When I got Jaws of Hakkon I was sooo happy, there was MOAR to play and it was made for characters higher than level 20 (when the game ends your character tends to be level 20-21, or mine were). I played the DLC with my mage, a heartbroken elf (if you play the Solas romance option you’ll kinda guess what happened here) and found it exciting to find some resistance from the creatures and things that you meet in the Frostback Basin. There were many occasion where I ran away so as to not get killed (RUN AWAY is a great option to not having to reload this game, especially since I suck at saving) and at the end of the DLC most enemies were my level and a match, but not impossible.

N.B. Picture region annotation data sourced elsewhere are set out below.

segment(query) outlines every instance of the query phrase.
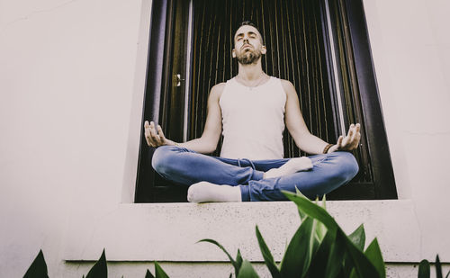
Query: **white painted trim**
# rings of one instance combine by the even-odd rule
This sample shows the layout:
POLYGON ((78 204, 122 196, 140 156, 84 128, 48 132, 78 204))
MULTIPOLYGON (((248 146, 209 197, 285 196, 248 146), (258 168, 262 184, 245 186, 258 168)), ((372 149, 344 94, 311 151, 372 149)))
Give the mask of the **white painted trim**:
POLYGON ((138 51, 136 55, 136 69, 134 73, 134 86, 130 114, 130 129, 128 135, 127 153, 123 172, 122 199, 117 202, 134 202, 136 190, 137 169, 141 130, 141 117, 146 87, 147 64, 148 56, 148 40, 151 22, 151 0, 142 0, 140 26, 138 38, 138 51))
MULTIPOLYGON (((327 207, 347 234, 364 223, 366 246, 376 237, 386 262, 420 261, 420 232, 411 201, 329 201, 327 207)), ((196 244, 213 238, 231 254, 240 248, 246 258, 257 262, 262 261, 257 224, 279 261, 299 223, 291 202, 122 204, 92 226, 83 220, 72 222, 63 258, 96 260, 105 248, 111 261, 227 261, 214 246, 196 244)))

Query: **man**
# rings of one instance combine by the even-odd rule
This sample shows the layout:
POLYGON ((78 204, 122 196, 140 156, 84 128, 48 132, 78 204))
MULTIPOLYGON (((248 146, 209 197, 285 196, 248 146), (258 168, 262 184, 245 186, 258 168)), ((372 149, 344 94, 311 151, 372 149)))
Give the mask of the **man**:
POLYGON ((232 50, 238 74, 211 89, 201 138, 178 144, 165 138, 159 125, 145 122, 147 143, 158 148, 153 167, 168 180, 190 185, 189 202, 286 200, 281 190, 295 188, 315 198, 356 175, 357 163, 346 151, 359 144, 359 124, 352 124, 336 145, 310 134, 292 84, 263 71, 266 52, 258 30, 244 22, 232 50), (284 125, 297 147, 315 156, 283 158, 284 125), (205 156, 216 149, 220 133, 220 157, 205 156))

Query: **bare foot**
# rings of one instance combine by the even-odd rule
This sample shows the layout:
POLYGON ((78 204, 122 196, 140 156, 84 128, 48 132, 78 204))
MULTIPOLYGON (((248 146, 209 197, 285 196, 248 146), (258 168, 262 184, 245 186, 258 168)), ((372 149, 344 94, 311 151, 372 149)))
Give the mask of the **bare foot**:
POLYGON ((194 184, 187 190, 187 201, 205 202, 242 202, 240 188, 231 185, 219 185, 208 182, 194 184))

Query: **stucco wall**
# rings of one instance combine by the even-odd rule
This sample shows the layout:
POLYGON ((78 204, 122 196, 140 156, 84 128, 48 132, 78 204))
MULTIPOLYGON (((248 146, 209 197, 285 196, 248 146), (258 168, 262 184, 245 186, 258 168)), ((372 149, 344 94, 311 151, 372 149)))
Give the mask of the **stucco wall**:
POLYGON ((61 265, 72 214, 122 193, 139 0, 0 1, 0 276, 61 265))
POLYGON ((423 256, 449 261, 450 2, 364 3, 398 191, 414 201, 423 256))
MULTIPOLYGON (((450 4, 364 5, 398 191, 413 201, 422 257, 448 262, 450 4)), ((0 0, 0 276, 21 276, 40 248, 61 276, 69 222, 89 238, 123 200, 140 114, 140 9, 0 0)))

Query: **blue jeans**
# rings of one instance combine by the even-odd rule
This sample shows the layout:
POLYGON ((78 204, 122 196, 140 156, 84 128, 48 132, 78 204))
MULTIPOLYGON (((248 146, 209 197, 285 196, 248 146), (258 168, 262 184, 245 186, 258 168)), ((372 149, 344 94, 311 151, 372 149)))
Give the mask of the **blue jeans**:
POLYGON ((283 201, 281 190, 297 187, 310 199, 322 196, 348 183, 358 172, 355 157, 333 152, 308 157, 312 169, 263 179, 265 172, 278 168, 289 158, 270 160, 230 159, 210 157, 185 148, 163 146, 155 150, 153 168, 164 178, 184 185, 198 182, 239 186, 242 201, 283 201))

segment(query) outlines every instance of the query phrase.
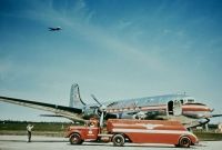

I did fear the final boss though… I mean: FINAL BOSS. *doomsday music.*

I felt that that encounter was kinda hyped by everyone you met in the game, or maybe it was all me and how I get sucked in into these things (games, books, film – I’ve even snapped at hubs after reading a very emotional passage in a book, he had done nothing, I just had ALL THE FEELS!).

Aaaanyway, there I was, all ready for the last battle (frost resistant armour all around and fire damage etc on the weaponry) and when I finally get the nerve to fight I find that it’s TWO (2!) levels beneath me and not such a big ass fight after all…

I killed it dead on the first try and that was that. So excite. Not.

I love the story line in Jaws of Hakkon: I love the area, the characters and creatures… what I don’t like is that there are Gurgut (giant lizards) with higher level than the final boss. Or maybe not Gurgut, but there are Rift demons that are. And that kinda sucks… As it is now I don’t know if I’ll be able to replay it anytime soon. Meh.

Anyhow, this is one of the craziest weeks at work (confirmation this weekend) and I feel out of energy. Guess I’ll just have to suck it up and get through it. And hope I get the energy to write, at least a little.